Expatica news

Medicine prices set to fall 40pc

5 February 2004

AMSTERDAM — Health Minister Hans Hoogervorst has reached a deal with pharmacists and manufacturers securing a 40 percent reduction in the price of medicines whose patents have expired.

It means that premiums for the national ziekenfonds health insurance scheme will not need to increase. Those who have a private (particuliere) insurance policy will pay less for their medicine, public news service NOS reported.

The accord between Hoogervorst, insurance association Zorgverzekeraars Nederland, medicine manufacturing association Bond van de Generieke Geneesmiddelenindustrie and pharmacists association KNMP signals an end to a drawn-out industry dispute.

Besides the price reduction, it has also been agreed that insurers and pharmacists will save on costs by reducing by 6.82 percent the bonuses paid to pharmacists. Manufacturers offer these bonuses to pharmacists who sell their products.

Pharmacists hope that agreeing to hand in part of their bonus will improve their public image, which has been damaged recently due to revelations that a large percentage of the profits on expensive medicines go into pharmacy cash registers.
 
In exchange for these concessions, Hoogervorst has promised pharmacists and medicine manufacturers will not financially punish them.

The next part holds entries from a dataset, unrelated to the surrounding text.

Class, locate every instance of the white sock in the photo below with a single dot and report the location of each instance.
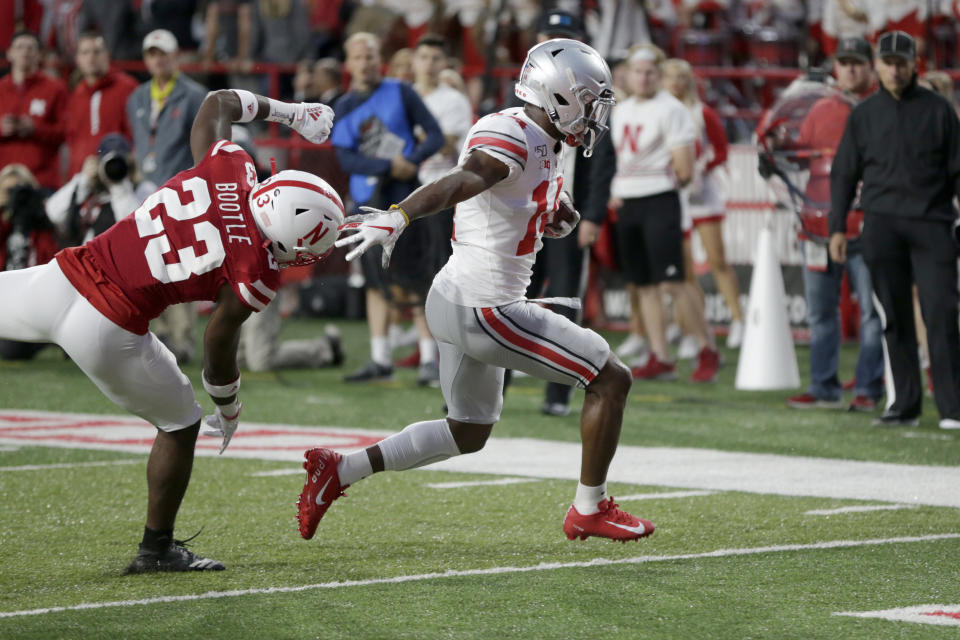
(354, 467)
(380, 350)
(395, 335)
(588, 498)
(428, 350)
(419, 444)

He initially wanted to reclaim pharmacists’ bonuses, but a court ruling thwarted his plan.
 
Hoogervorst had also planned to tax the funds that manufacturers spend on marketing. He claimed that medicine prices — and therefore government spending — were unnecessarily being driven up by the marketing costs of manufacturers.

But the threatened financial penalties will only be removed on the condition that the health minister meets his ministry’s budget-cutting targets.

Amid Cabinet plans to cut EUR 5.7 billion from the 2004 Budget, the Health Ministry’s accord with the pharmacy industry is designed to save EUR 622 million and an extra EUR 685 million in 2005. If these targets are not met, the minister will be forced to step in and recoup more funds from the industry.

The branch associations of pharmacists, insurers and manufacturers must also seek approval of the plan from their members. Pharmacists have also said that medicine prices must remain high enough to ensure business profitability.

The new medicine prices are scheduled to be implemented on 1 January 2005, but exact tariffs are yet to be determined.